ISSAM DARWISH: The economic benefits for mobile network operators (MNOs) can be considerable. Capital expenditure (capex) on passive infrastructure can be eliminated, and operating costs (opex) can be reduced and made more predictable through outsourcing.
Under the full outsource business model, the independent tower company (ITC) acquires the passive infrastructure from the operator for cash or shares. The higher the acquisition price, the higher the leaseback use fee needs to be in order for the ITC to generate a return. The operator can therefore choose an economic structure that best fits its economic strategy. Following the deal, all capex on the passive network is the responsibility of the ITC and all vagaries in the opex of running the passive infrastructure, including fuel and power supply, is also at the risk of the ITC.

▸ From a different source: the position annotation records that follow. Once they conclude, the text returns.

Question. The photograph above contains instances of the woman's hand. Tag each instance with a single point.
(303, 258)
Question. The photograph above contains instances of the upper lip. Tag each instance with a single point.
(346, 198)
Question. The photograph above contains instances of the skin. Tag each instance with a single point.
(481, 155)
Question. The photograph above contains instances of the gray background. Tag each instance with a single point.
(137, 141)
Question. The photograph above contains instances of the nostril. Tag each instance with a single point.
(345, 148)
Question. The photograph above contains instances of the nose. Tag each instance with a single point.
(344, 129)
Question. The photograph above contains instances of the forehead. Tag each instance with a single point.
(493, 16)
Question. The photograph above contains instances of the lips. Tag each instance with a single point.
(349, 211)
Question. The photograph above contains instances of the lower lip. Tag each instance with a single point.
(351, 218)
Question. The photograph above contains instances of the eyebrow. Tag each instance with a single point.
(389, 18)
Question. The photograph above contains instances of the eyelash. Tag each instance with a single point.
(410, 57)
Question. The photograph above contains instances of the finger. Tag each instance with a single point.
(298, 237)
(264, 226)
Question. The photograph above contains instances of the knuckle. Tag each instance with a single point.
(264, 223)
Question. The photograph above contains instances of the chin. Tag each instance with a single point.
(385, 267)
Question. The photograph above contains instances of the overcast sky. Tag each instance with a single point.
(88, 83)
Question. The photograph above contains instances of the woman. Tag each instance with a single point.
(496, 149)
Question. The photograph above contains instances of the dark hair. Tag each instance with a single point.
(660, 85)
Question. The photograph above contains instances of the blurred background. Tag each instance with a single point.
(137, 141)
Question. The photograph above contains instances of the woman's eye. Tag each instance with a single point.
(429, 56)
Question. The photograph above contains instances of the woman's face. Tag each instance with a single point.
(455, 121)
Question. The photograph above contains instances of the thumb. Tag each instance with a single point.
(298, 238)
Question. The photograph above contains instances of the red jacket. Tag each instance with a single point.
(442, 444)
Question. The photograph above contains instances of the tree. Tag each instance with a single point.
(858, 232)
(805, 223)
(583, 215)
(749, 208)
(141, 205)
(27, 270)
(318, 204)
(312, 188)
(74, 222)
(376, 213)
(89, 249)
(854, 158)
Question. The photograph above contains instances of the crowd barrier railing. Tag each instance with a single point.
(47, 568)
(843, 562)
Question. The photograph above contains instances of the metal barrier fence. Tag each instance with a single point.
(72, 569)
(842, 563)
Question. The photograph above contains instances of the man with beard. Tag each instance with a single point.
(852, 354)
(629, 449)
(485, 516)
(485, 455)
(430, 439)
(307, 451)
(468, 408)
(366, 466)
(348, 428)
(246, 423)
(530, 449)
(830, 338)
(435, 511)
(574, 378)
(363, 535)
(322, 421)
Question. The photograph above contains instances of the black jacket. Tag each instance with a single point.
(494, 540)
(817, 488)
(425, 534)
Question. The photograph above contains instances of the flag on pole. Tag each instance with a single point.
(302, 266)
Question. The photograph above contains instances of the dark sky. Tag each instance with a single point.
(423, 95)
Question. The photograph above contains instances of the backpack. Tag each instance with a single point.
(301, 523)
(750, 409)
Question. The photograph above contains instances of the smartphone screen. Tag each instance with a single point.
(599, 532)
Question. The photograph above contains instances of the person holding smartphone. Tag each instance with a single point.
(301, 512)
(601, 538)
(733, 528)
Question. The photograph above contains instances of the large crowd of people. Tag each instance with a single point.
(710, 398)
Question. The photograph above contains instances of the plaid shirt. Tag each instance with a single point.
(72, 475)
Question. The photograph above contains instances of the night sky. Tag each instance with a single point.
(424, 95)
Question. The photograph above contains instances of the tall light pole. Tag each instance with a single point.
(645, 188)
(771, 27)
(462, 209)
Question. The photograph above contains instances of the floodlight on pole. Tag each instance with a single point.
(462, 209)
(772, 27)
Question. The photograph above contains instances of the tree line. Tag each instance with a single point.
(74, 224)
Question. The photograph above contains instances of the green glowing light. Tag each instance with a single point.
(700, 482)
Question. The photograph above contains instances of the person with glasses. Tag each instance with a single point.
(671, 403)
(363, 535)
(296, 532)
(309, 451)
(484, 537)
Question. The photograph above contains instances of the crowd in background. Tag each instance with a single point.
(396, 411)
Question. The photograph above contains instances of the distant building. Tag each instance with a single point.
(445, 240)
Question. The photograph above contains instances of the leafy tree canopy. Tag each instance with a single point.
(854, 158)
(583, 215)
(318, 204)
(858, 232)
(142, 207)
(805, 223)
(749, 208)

Regarding regulation, the ITC market is largely unregulated. ITCs offer an underlying infrastructure service to MNOs, not a service to the mass consumer market. ITCs can assist MNOs in meeting their regulatory obligations by providing a more economical network roll-out solution that frees up cash to invest in the MNO’s customers, namely in terms of new services and subsidies. Additionally, ITCs ensure a more rapid network roll-out to urban and, importantly, rural locations where network sharing makes expansion economically viable where it may not have been previously.
What factors constrain the capacity of base stations to manage demand from operators?
DARWISH: The ITC business model is based on multiple tenants on a single tower. Lease-up rate is an important performance metric. The number of tenants that can be accommodated depends on the construction of the tower and its size and strength, the space around the tower that can accommodate the transmission/switching equipment of the operator, the power supply and local planning restrictions. A competitive MNO market that encourages many MNOs to share a particular location is also a significant driver.
To what extent does the falling average revenue per user (ARPU) rate affect the investment outlook, and how can infrastructure and towers be improved?
DARWISH: Falling ARPUs for the MNOs affects every stage in the value chain of mobile service provision. It is key for MNOs to ensure that margins are preserved wherever possible. Network sharing can materially reduce the opex for an MNO and should be a powerful weapon against margin erosion.
Energy supply is a major element in running a passive infrastructure network, representing the majority of opex. Where there is no energy supply there is no signal, and subscribers and businesses lose their connectivity and business, whereas MNOs lose revenue. ITCs solve the problem of few electricity grids by installing diesel generators and batteries at each tower site to ensure there is an uninterrupted power supply. Alternative energy sources, including solar power, for example, can also help enhance output capability.
What are the main challenges in securing towers from theft and vandalism?
DARWISH: Many towers are in remote locations and therefore vulnerable to theft and vandalism. The materials used on the sites such as the steel, wiring and the solar panels are valuable in construction and thus attractive for thieves. ITCs generally surround the towers and the client’s equipment, with security fences and guards needed to ensure the integrity of the site. In some locations, a power spur will be extended outside the compound, so that rural communities have a reliable energy source to charge phones and radios. This works well as an incentive for local communities to help maintain the integrity of the site. If the tower is harmed, leading to a malfunction, then there is no mobile signal for the area, which is also an incentive to protect the asset.